三門久美子×吉村光弘 ダイアローグ2
●大変だった二人目の産後~産後ケア事情について~
三門:自分の二人目の産後が、予想外に大変だったんです。もちろん、一人目の時も大変だったのですけど、それでも赤ちゃん一人を見ていればいいですし、赤ちゃんが寝ている時は、自分も少しは休めますよね。その時は専業主婦だったので、からだが辛くても、「こんなもんなのかな…」という感じで、そこは諦めながら…という感じでした。
でもその後、二人目が出来て、今までのように子ども一人だけを見ていればいいというわけにはいかなくなりました。
二人目の産後は実家に帰ったのですが、上の子はまだ三歳になったばかりで、日中は保育園に行っていました。それで、産後のからだの立て直しもしっかり出来ずに、二週間で実家から自宅に戻ってきました。
吉村:上のお子様の保育園の送り迎えがあるから、産後二週間で実家を引き上げてきたと。
三門:はい。その時、夫はサラリーマンで、通勤に片道一時間半ほどかかり、産休も育休もない状況で、保育園に子どもをお迎えに行くことは出来ませんでした。だからどうしても、子どものお迎えは、私が行かなければなりません。
同じマンションの友達は、「何か困ったことがあったら、いつでも言ってね」と言ってくれてはいたのですけど、やっぱりお願いしたりすることが、なんか悪いなと思うし、それなら自分でやったほうが早いなと思って、結局人に頼ることはしませんでした…。保育園も近い場所にあるし、まあいいかな…と思っていたのですが、とにかく寝かしつけまでの時間がバタバタとしていて、そういった大変さが常にありました。

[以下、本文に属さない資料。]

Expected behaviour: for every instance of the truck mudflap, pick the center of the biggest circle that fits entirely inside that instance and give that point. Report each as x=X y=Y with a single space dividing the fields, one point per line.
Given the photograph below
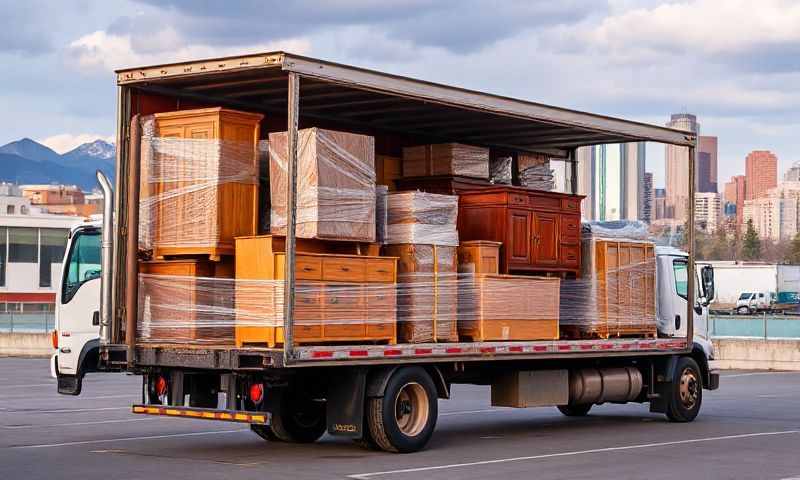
x=258 y=418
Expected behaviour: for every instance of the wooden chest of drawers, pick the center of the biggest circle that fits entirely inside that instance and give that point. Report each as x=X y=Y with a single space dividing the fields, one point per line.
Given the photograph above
x=338 y=298
x=540 y=231
x=200 y=181
x=508 y=307
x=187 y=301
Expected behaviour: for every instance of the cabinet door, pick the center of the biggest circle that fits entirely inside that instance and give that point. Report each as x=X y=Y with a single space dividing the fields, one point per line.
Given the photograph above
x=545 y=238
x=518 y=250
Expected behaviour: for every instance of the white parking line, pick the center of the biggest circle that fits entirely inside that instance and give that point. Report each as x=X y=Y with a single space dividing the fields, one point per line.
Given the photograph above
x=363 y=476
x=128 y=439
x=74 y=424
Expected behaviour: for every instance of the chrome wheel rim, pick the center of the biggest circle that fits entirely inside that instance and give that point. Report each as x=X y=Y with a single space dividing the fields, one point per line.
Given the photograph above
x=689 y=388
x=411 y=409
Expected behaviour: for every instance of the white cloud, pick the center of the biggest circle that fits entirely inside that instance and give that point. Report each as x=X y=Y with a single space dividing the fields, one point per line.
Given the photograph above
x=65 y=142
x=105 y=51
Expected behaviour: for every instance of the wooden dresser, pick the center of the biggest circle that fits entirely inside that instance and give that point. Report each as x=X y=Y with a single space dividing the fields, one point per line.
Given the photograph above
x=338 y=298
x=200 y=181
x=540 y=231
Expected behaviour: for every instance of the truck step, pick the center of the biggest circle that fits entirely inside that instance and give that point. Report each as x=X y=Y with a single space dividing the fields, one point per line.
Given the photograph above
x=259 y=418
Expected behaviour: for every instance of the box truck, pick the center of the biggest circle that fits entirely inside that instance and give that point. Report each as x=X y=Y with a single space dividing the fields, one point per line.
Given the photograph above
x=380 y=394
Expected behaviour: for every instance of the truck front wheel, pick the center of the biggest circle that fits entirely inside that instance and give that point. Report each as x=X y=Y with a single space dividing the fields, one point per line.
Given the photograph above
x=403 y=419
x=686 y=392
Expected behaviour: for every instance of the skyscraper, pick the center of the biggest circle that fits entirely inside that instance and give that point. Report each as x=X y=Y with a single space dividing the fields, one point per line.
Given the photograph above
x=612 y=179
x=706 y=176
x=761 y=172
x=735 y=195
x=677 y=166
x=649 y=198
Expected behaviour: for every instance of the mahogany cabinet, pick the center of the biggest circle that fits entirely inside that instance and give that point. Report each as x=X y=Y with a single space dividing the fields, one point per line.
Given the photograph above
x=540 y=231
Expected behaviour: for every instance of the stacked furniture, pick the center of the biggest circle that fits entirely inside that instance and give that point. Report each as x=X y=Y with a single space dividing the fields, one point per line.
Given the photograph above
x=540 y=231
x=186 y=301
x=338 y=297
x=616 y=294
x=446 y=159
x=421 y=232
x=199 y=181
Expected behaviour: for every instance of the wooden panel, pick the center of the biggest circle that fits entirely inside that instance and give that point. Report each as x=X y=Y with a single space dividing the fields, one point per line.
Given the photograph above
x=519 y=249
x=547 y=238
x=380 y=270
x=340 y=269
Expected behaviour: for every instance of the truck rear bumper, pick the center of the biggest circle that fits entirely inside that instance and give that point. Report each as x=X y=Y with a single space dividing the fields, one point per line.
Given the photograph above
x=258 y=418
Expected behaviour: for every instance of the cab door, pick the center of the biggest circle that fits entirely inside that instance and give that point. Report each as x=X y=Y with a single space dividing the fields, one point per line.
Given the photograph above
x=78 y=310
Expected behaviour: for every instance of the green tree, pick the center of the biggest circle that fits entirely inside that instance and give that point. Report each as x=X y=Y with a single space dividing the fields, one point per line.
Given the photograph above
x=793 y=255
x=751 y=247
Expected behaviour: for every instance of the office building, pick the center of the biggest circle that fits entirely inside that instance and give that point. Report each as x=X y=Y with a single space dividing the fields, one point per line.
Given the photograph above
x=707 y=211
x=676 y=160
x=706 y=175
x=761 y=172
x=612 y=179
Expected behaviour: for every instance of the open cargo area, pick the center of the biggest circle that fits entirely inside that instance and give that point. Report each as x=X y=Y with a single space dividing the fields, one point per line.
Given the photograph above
x=308 y=247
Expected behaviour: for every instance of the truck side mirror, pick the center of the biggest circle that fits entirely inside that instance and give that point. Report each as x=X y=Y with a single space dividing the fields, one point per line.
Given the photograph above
x=707 y=278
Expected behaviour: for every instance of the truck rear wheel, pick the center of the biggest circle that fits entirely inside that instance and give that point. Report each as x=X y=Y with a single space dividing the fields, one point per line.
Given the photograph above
x=575 y=410
x=297 y=419
x=686 y=392
x=403 y=419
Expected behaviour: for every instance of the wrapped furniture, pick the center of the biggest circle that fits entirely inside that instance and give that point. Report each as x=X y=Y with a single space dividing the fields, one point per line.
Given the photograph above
x=199 y=181
x=417 y=217
x=335 y=185
x=186 y=301
x=508 y=307
x=427 y=292
x=616 y=294
x=338 y=298
x=446 y=159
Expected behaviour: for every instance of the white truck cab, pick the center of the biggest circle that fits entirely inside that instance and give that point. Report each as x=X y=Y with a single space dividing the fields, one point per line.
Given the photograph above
x=751 y=302
x=76 y=337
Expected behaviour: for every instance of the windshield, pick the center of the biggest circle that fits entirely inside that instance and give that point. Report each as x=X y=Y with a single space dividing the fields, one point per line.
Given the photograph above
x=83 y=263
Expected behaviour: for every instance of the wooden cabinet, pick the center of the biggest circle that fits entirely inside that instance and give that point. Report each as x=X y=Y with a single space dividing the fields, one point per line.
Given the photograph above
x=479 y=257
x=338 y=298
x=503 y=307
x=540 y=231
x=199 y=181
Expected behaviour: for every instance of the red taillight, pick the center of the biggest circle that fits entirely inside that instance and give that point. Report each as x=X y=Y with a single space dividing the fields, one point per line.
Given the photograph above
x=256 y=393
x=161 y=386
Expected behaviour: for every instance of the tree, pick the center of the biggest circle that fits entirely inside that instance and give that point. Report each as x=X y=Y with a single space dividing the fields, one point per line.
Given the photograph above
x=751 y=247
x=793 y=255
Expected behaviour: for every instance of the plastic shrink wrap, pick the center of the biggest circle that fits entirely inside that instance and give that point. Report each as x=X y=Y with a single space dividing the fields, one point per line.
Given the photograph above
x=197 y=194
x=422 y=218
x=446 y=159
x=335 y=185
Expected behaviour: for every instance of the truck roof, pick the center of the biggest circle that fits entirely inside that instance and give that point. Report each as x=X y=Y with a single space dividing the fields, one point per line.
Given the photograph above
x=362 y=98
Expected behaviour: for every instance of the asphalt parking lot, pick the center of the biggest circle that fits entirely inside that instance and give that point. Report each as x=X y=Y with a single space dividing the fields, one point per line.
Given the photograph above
x=750 y=428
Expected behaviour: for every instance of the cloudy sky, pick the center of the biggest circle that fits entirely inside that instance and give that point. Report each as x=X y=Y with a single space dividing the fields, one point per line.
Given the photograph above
x=734 y=63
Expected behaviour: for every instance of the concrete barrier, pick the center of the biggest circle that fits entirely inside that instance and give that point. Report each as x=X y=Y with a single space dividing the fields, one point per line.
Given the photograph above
x=753 y=354
x=25 y=344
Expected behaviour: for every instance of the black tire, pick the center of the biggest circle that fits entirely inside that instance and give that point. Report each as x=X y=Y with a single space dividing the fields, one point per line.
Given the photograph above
x=686 y=392
x=265 y=432
x=298 y=418
x=403 y=420
x=575 y=410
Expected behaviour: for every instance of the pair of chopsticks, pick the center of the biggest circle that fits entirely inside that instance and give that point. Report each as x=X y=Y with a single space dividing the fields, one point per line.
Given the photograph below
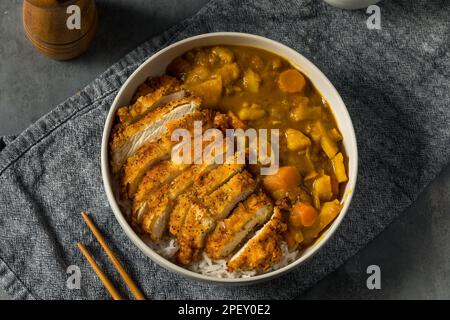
x=116 y=263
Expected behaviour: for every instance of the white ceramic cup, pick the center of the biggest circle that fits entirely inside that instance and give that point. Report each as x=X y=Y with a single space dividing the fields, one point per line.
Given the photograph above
x=156 y=65
x=351 y=4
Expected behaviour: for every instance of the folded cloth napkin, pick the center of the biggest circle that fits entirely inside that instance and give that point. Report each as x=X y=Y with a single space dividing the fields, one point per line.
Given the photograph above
x=394 y=81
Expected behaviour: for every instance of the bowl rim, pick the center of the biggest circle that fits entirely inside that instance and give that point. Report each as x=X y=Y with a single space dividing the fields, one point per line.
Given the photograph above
x=167 y=264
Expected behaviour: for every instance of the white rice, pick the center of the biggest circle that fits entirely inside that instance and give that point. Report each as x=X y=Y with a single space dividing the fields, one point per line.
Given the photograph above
x=168 y=247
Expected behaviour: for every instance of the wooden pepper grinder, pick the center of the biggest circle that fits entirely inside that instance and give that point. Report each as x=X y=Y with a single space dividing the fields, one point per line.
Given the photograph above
x=60 y=29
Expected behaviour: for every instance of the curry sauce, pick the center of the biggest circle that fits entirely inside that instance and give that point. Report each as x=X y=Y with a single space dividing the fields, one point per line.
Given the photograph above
x=265 y=91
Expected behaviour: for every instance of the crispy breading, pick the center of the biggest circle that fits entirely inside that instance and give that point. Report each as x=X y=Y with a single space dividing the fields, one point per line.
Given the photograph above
x=126 y=140
x=201 y=187
x=224 y=199
x=263 y=249
x=146 y=96
x=151 y=153
x=229 y=233
x=160 y=174
x=197 y=225
x=160 y=204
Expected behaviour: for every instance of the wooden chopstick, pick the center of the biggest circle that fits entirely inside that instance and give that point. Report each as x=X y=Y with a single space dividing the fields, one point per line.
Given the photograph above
x=128 y=281
x=101 y=275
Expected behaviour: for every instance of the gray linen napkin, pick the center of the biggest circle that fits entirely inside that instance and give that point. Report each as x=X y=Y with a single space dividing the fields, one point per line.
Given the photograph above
x=395 y=82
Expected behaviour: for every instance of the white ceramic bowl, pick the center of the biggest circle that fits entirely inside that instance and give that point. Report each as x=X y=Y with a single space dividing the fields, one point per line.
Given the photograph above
x=156 y=65
x=352 y=4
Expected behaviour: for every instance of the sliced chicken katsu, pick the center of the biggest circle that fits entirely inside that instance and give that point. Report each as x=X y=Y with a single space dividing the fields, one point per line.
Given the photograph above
x=191 y=237
x=229 y=233
x=150 y=95
x=155 y=215
x=127 y=140
x=263 y=249
x=201 y=187
x=197 y=225
x=224 y=199
x=151 y=153
x=160 y=174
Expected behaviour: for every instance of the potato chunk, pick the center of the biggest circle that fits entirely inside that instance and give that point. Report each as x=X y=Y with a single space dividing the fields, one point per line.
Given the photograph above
x=210 y=91
x=296 y=140
x=224 y=54
x=284 y=180
x=229 y=73
x=303 y=112
x=328 y=213
x=291 y=81
x=339 y=168
x=322 y=188
x=251 y=80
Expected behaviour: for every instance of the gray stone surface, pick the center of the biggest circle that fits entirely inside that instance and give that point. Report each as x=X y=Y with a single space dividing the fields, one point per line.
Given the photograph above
x=412 y=254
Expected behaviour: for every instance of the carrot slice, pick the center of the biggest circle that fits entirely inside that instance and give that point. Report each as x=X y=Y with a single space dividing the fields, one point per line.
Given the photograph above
x=285 y=179
x=291 y=81
x=303 y=215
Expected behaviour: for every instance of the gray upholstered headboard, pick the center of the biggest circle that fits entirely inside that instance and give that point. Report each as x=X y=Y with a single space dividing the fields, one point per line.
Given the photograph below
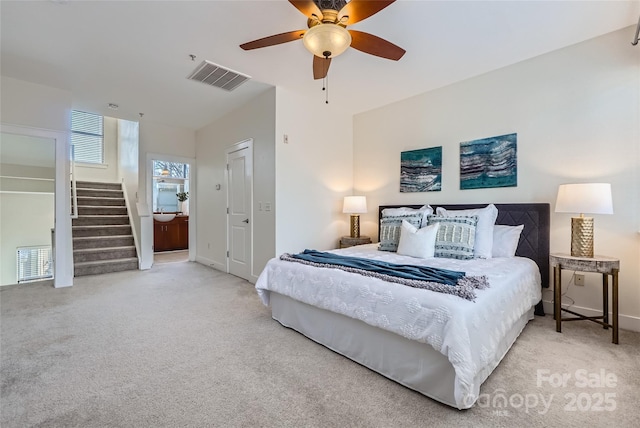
x=534 y=239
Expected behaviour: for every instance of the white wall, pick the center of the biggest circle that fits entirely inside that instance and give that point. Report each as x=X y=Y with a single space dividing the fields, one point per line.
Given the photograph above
x=128 y=168
x=162 y=140
x=42 y=111
x=314 y=171
x=108 y=171
x=26 y=220
x=255 y=120
x=576 y=112
x=37 y=106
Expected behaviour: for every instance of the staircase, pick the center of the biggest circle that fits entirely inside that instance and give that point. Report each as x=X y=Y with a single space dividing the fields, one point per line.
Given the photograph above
x=102 y=236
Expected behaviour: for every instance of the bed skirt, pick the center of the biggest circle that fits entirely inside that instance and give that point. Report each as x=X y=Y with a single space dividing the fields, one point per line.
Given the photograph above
x=413 y=364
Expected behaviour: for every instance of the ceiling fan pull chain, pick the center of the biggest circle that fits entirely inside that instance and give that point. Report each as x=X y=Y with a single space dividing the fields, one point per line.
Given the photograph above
x=326 y=101
x=325 y=81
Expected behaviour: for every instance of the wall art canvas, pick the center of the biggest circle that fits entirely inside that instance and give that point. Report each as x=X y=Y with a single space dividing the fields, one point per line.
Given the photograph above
x=421 y=170
x=489 y=162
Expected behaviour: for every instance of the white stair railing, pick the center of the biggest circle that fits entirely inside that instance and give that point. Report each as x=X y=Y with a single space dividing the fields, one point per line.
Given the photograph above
x=74 y=188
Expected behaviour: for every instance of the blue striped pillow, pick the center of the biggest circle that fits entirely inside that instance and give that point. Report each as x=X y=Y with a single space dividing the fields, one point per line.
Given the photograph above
x=390 y=226
x=456 y=236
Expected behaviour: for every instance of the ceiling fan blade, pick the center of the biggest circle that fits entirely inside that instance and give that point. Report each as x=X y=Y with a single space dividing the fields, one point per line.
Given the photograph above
x=274 y=40
x=307 y=7
x=374 y=45
x=357 y=10
x=320 y=67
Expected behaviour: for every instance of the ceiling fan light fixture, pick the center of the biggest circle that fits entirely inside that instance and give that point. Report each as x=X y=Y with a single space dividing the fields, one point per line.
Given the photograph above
x=327 y=38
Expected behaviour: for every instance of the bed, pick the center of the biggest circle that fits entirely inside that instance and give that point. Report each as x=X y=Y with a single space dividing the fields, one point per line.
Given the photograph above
x=440 y=345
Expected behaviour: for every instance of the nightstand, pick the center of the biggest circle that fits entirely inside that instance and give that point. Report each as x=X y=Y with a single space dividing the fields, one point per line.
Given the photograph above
x=598 y=264
x=347 y=241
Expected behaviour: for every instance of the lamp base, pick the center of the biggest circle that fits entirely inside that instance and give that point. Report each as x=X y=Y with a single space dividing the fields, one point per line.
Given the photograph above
x=582 y=236
x=355 y=226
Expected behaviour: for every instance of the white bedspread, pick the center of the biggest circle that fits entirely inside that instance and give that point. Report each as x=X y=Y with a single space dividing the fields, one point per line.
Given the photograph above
x=467 y=333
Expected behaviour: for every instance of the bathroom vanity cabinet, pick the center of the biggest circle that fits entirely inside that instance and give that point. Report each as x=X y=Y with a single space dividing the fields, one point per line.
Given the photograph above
x=171 y=235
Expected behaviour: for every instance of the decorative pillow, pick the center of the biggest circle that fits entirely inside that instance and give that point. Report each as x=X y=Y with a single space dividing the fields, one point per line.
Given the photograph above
x=505 y=240
x=416 y=242
x=425 y=210
x=456 y=236
x=484 y=230
x=390 y=228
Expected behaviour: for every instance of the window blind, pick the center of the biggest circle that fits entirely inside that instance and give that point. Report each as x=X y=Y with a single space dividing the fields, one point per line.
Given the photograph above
x=87 y=137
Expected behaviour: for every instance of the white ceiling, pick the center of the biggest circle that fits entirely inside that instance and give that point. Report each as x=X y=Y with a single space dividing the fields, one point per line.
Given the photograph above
x=136 y=53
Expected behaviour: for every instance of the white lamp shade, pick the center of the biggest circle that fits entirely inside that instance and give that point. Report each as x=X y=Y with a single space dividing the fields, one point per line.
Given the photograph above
x=591 y=198
x=355 y=205
x=328 y=37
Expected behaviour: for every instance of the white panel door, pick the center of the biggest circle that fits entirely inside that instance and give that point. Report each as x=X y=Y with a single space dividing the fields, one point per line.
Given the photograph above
x=240 y=176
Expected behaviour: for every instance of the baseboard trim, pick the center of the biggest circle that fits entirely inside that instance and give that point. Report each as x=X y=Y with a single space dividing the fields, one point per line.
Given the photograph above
x=625 y=322
x=211 y=263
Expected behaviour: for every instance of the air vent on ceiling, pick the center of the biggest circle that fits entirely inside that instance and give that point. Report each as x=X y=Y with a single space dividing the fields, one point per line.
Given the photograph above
x=218 y=76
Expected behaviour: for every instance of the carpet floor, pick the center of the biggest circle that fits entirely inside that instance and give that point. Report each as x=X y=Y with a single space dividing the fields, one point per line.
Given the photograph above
x=182 y=345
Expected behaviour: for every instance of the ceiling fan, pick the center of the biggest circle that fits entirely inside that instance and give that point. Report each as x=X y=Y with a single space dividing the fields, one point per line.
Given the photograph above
x=327 y=35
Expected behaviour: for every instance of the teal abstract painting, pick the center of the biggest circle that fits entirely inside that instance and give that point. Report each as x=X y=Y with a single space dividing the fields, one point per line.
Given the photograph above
x=421 y=170
x=489 y=162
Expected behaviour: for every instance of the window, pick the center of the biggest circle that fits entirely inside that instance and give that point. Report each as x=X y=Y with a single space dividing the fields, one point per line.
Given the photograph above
x=170 y=169
x=34 y=263
x=87 y=137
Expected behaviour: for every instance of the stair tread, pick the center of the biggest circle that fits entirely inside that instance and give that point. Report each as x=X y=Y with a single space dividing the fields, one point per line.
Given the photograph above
x=86 y=238
x=102 y=262
x=93 y=226
x=103 y=215
x=98 y=206
x=89 y=250
x=100 y=197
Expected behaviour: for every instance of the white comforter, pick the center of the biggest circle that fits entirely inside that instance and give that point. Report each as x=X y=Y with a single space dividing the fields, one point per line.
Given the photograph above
x=467 y=333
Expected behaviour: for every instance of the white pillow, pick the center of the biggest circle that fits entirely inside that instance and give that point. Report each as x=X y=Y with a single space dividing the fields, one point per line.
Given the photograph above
x=416 y=242
x=505 y=240
x=483 y=246
x=424 y=210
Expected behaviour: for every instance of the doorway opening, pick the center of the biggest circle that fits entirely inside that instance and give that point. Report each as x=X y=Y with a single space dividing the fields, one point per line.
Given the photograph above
x=171 y=200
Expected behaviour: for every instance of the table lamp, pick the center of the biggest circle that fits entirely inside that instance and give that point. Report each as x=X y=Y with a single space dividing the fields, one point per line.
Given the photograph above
x=355 y=205
x=592 y=198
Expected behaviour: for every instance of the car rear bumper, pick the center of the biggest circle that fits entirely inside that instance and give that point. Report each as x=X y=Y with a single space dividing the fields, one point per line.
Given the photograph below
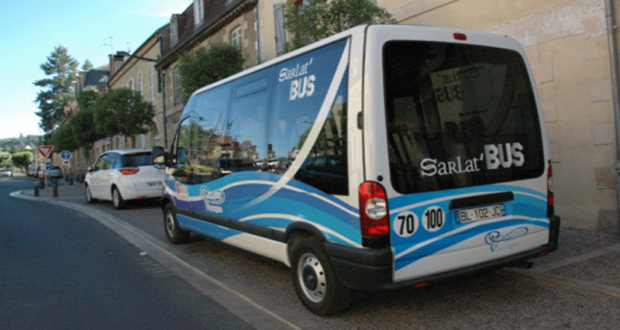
x=142 y=194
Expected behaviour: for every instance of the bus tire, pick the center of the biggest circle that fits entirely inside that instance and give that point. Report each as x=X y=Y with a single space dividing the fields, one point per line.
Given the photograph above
x=314 y=279
x=175 y=234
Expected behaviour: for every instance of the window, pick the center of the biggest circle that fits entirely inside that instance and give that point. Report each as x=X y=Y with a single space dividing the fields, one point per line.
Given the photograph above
x=458 y=116
x=203 y=136
x=199 y=12
x=140 y=84
x=235 y=37
x=298 y=99
x=248 y=119
x=174 y=31
x=133 y=160
x=152 y=78
x=278 y=10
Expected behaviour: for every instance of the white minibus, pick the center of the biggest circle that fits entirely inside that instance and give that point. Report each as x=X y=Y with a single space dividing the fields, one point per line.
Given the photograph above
x=418 y=154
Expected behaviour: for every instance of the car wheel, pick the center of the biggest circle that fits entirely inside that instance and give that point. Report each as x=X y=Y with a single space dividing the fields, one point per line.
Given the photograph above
x=314 y=278
x=117 y=199
x=175 y=234
x=89 y=195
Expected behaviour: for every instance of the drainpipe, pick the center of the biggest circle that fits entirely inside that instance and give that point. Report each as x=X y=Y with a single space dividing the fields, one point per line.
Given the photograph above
x=162 y=86
x=258 y=57
x=613 y=59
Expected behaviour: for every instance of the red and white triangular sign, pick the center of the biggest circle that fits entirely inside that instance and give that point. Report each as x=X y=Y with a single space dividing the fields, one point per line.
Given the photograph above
x=45 y=150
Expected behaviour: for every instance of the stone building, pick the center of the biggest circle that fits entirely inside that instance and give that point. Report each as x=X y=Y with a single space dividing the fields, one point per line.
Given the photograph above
x=204 y=22
x=137 y=72
x=566 y=43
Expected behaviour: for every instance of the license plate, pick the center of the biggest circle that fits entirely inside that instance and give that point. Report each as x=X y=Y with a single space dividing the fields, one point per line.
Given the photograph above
x=480 y=213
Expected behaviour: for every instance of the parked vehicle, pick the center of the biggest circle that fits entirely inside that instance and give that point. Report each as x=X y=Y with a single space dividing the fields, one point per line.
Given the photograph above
x=49 y=171
x=53 y=171
x=420 y=154
x=31 y=170
x=123 y=175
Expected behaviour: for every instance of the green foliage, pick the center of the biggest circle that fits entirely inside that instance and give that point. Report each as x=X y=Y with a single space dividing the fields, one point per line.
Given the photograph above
x=56 y=92
x=204 y=66
x=64 y=139
x=20 y=143
x=122 y=112
x=22 y=159
x=82 y=124
x=5 y=159
x=87 y=98
x=320 y=19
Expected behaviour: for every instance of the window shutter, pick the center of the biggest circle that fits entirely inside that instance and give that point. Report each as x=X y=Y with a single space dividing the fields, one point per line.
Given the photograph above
x=280 y=32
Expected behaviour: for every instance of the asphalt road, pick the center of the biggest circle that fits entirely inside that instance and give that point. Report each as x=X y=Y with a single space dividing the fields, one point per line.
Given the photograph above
x=576 y=287
x=62 y=270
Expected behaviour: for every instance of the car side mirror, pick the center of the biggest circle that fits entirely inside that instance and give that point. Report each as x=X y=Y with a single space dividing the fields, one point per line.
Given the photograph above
x=159 y=157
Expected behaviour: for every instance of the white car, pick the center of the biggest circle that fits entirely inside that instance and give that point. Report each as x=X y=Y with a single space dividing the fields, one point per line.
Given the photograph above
x=122 y=175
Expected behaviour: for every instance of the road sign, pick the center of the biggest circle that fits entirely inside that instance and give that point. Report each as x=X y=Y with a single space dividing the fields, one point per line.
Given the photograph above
x=45 y=151
x=65 y=155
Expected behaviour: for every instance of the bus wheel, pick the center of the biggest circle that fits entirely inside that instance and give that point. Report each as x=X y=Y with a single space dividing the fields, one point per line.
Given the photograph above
x=175 y=234
x=315 y=281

でも自分の場合は、まだ第一子の時も第二子の時も母が元気で、産後もしばらくは実家に帰っていたので、家事もやってもらって、ご飯も作ってもらって掃除もやってもらって、その点は気兼ねなくしていられたのですけど、そういった家族の協力すら全くない人は、一体どうしているのだろう、ただでさえ産後は大変なのに…とちょっと想像がつかなくて。
退院後に身内に頼ることが出来なくて、それでも日常の家事をやらなくてはいけない人は、どうするのだろうという思いがありました。
実家との折り合いが悪くて、何とか一人で頑張った友だちもいますし、そういう人は多いですよね。あとは身内のサポートがなくても「何とかなるだろう…」という風に過信していたりすることもありますよね。
吉村:そうですね。なかなか妊娠中には産後のことを詳しくイメージ出来ないし、そこまで頭がまわらないですよね。
三門:はい。でも病院でみてくれるのは、妊娠・出産までじゃないですか。そのあとしばらく空白があって、産後の一ヶ月検診で赤ちゃんと自分のからだをみてもらって、それが終わったら、保健所から「産後に不調はないですか?」みたいなアンケートぐらいは来たりはしますけど…。
行政の産後のケアもサラッとしているじゃないですか。その後は個人の運にかかっているというか…。
吉村:そうですね。
三門:たまたまその人が、マドレボニータの産後ケアを知ることが出来たり、吉村さんみたいな産後の骨盤ケアや産後の整体を見つけることが出来たりすればいいでしょうけど、そもそもそういった情報を知らない人もいますし、知っていても経費がかかることでもあるので、そこで躊躇したりだとかもありますよね。
あとは情報に関わるまでのプロセスもいろいろとあるので、もっと産後ケアの情報が平等に行き渡って、みんなが産後ケアを受けることが出来たらいいなというふうに思います。